Unsung hero

John Davison, who threw caution to the winds and took on the fast bowlers with big, booming strokes, ensured that a major World Cup record was his — the fastest hundred in the competition.-Pic. AP

THE Man in Red had the `Maroons' on the run, left the `Black Caps' with a black eye. He packed a mighty punch all right.

Actually, the West Indians and the Kiwis did not quite know what hit them as John Davison cut loose. He was explosive, he was ruthless, and he was unsung.

The World Cup has the habit of throwing unexpected heroes and Davison was clearly one of the biggest surprises in the 2003 edition. Here was an intrepid opener, who threw caution to the winds and took on the fast men with big, booming strokes. He made the fancied outfits sweat.

Along the way, he ensured that a major World Cup record was his — the fastest hundred in the competition. Indeed, his century at the Centurion will not be forgotten in a hurry.

That was a day when the 32-year-old Davison, with first class experience in Australia's demanding domestic circuit, decided to write his own script. It was a spectacular one too.

In what was a ferocious onslaught on the Caribbean pacemen, Davison raced to 111 off only 76 deliveries, striking six sixes and eight boundaries. Carl Hooper was rattled even as his bowlers ran out of ideas.

Davison took calculated risks, making room to smash the ball between point and cover, and when the bowlers were forced to change their line, swinging and pulling them to the pickets and beyond.

When Davison reached the three-figure mark in just 67 balls, it marked the quickest century in the World Cup. No West Indian paceman was spared, with the dashing opener picking 35 runs off the spearhead Merv Dillon, a fact that tells its own story. Davison finally fell to a spectacular catch at long-on by Vasbert Drakes off Wavell Hinds, and returned to a thunderous ovation. Canada still lost by a mile, however, Davison walked away with the Man of the Match award.

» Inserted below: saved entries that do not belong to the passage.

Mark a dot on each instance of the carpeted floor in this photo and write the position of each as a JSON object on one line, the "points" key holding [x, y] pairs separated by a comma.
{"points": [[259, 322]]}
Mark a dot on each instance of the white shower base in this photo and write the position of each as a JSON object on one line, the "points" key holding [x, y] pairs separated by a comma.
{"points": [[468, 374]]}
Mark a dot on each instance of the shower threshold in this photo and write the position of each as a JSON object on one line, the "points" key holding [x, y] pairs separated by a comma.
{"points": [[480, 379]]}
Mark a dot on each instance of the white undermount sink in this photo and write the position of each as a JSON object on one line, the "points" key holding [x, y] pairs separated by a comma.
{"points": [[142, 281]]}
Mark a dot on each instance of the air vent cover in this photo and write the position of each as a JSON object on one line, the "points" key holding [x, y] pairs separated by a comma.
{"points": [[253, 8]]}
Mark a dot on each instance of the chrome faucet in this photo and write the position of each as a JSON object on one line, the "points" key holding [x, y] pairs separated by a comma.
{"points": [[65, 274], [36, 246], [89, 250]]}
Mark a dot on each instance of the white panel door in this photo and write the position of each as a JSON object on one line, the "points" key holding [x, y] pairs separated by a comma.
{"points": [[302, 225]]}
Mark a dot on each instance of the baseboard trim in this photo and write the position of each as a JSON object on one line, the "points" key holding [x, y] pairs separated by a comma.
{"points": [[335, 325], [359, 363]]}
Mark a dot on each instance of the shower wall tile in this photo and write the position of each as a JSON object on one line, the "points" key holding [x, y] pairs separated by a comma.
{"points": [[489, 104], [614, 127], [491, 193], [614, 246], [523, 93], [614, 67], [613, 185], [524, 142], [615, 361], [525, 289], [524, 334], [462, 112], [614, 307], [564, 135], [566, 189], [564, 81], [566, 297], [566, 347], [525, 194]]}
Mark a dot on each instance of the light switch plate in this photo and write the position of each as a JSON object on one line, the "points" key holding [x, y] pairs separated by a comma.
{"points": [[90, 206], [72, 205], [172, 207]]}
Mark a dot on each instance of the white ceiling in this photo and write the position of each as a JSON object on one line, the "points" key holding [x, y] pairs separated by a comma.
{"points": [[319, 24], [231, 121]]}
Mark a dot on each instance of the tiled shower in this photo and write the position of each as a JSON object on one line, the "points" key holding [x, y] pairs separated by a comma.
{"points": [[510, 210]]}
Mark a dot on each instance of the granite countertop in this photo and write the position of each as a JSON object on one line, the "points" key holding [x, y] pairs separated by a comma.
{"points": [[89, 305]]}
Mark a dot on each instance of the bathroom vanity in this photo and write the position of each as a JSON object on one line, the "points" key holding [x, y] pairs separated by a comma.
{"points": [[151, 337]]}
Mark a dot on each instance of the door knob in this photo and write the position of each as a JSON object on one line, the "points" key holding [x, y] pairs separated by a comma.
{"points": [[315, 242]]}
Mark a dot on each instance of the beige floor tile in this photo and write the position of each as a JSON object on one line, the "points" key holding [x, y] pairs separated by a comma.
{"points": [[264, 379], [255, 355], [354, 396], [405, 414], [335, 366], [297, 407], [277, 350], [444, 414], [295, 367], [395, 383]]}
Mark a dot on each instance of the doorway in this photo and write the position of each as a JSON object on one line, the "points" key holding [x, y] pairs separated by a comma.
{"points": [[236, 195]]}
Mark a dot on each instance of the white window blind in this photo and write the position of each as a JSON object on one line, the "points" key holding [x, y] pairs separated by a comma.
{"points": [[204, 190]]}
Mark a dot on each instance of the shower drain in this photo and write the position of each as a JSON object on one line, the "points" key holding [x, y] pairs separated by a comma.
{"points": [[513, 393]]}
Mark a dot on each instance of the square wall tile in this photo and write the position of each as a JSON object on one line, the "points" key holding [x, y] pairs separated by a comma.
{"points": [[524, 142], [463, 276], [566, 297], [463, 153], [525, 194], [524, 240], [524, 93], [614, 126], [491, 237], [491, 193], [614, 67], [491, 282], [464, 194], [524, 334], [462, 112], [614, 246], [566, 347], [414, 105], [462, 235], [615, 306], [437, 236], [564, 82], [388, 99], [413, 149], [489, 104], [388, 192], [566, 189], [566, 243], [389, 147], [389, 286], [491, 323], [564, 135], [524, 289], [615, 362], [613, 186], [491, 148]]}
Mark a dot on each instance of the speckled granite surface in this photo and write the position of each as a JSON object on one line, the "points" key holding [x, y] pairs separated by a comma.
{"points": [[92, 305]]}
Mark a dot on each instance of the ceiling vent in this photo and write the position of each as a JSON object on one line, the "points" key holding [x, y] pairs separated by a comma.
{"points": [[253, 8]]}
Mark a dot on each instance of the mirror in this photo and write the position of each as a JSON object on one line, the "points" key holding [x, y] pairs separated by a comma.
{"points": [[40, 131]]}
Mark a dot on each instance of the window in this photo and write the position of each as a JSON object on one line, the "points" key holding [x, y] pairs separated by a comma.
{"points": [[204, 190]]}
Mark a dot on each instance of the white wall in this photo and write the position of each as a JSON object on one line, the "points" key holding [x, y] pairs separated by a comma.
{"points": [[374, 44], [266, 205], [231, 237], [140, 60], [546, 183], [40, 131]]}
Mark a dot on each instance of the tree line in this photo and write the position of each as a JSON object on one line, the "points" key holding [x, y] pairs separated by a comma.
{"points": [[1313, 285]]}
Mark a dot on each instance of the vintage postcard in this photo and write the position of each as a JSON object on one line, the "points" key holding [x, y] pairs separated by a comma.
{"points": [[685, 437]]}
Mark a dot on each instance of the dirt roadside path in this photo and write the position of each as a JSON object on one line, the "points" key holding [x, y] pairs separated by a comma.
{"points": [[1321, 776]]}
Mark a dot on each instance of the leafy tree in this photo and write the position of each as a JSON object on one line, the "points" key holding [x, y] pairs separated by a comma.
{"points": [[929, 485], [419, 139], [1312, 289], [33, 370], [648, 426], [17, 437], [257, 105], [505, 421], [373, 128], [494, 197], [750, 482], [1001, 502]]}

His blitzkrieg at the expense of the New Zealanders at Benoni was equally breathtaking. This time he reached a rollicking half-century off just 25 balls, with strokeplay that was innovative; this was no slogging but clever, clinical hitting. The Kiwis, desperate to boost the net-rate in the event of a three-way tie in Group `B', had met a stumbling block in the form of Davison.

Pacemen Andre Adams and Jacob Oram bore the brunt as Davison launched into them, clearing the ground with effortless ease, striking the ball over the infield. The Canadian threatened to embrace another cracking century when his miscued stroke off Chris Harris was gobbled up in the deep.

His 75 had consumed just 62 deliveries (nine fours, four sixes), yet Davison was not done for the day. In a Canadian move to surprise the Kiwis, he shared the new ball, sending down his off-spin to a nice line and scalping Craig McMillan, Nathan Astle and Chris Cairns. The Kiwis won, yet, Davison emerged a winner. The underdog who overachieved in Southern Africa.